Disability assistance may be available from several sources. For example, a wounded veteran may receive assistance from both the U.S. Department of Veterans Affairs, as well as the Social Security Administration. In addition, state benefits under Medicaid or other programs may also be available.
Recent media reports have documented rare cases where a disabled individual received overpayments from the SSA. In some cases, Social Security disability insurance payments may have continued after an individual reentered the workforce. For example, current regulations allow SSDI beneficiaries to explore the feasibility of resuming work during a nine-month trial period. When that period expires, SSDI payments are supposed to stop.
However, the Government Accountability Office’s own audits estimate that fraud affects only about 1 percent of all federal disability payments. Hopefully, such news reports about alleged fraud or overpayments won’t discourage disabled individuals from seeking help when they need it.

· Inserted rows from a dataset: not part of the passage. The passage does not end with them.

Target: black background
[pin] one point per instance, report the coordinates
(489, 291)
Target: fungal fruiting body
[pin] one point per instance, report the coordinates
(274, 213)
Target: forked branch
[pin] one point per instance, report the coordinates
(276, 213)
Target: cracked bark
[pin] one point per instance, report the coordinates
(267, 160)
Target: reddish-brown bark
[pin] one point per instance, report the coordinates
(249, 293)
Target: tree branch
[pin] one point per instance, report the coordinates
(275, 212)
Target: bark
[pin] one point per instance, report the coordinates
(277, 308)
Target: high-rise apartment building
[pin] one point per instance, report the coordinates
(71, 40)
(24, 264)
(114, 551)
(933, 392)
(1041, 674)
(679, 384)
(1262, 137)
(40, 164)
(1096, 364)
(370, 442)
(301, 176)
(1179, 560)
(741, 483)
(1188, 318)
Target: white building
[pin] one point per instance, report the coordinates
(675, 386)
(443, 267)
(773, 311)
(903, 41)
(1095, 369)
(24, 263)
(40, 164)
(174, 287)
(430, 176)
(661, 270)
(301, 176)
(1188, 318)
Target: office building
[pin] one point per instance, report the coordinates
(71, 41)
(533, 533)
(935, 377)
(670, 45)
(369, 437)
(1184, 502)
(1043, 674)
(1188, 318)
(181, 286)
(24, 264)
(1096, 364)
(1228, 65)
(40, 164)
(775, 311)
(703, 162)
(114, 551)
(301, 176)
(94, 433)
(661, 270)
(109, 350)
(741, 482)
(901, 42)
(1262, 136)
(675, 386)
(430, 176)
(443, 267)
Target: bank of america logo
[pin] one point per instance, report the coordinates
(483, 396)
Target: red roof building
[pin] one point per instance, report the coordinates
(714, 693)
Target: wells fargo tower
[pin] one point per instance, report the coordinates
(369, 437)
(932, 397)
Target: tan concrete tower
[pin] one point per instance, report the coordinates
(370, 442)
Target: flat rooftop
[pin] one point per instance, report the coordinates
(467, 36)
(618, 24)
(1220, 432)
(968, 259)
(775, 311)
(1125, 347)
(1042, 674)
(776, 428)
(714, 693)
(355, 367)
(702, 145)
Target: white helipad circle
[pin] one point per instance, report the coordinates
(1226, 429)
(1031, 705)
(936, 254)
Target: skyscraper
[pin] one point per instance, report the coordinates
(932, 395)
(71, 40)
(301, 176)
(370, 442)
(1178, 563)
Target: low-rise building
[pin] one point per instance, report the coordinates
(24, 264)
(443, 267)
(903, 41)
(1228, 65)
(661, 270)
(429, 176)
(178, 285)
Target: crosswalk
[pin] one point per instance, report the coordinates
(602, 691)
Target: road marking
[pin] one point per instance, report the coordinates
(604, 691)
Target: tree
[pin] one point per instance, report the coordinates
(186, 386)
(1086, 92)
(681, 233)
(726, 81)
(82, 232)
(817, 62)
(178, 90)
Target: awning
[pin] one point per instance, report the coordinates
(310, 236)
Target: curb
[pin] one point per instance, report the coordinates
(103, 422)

For someone who has recently been forced out of his or her job due to disability, a consultation with a disability benefits attorney might be informative. An attorney might provide information on the criteria used by SSA officials in determining whether a specific medical condition qualifies as a disability for SSDI payments.
Even after obtaining benefits, an attorney might provide ongoing assistance. For example, Medicaid eligibility might be possible within two years of qualifying for SSDI benefits. In addition, an attorney might also be able to answer questions about monthly SSDI payments and whether an approved beneficiary might be receiving overpayments. An attorney can work to ensure that no surprises befall an SSDI beneficiary.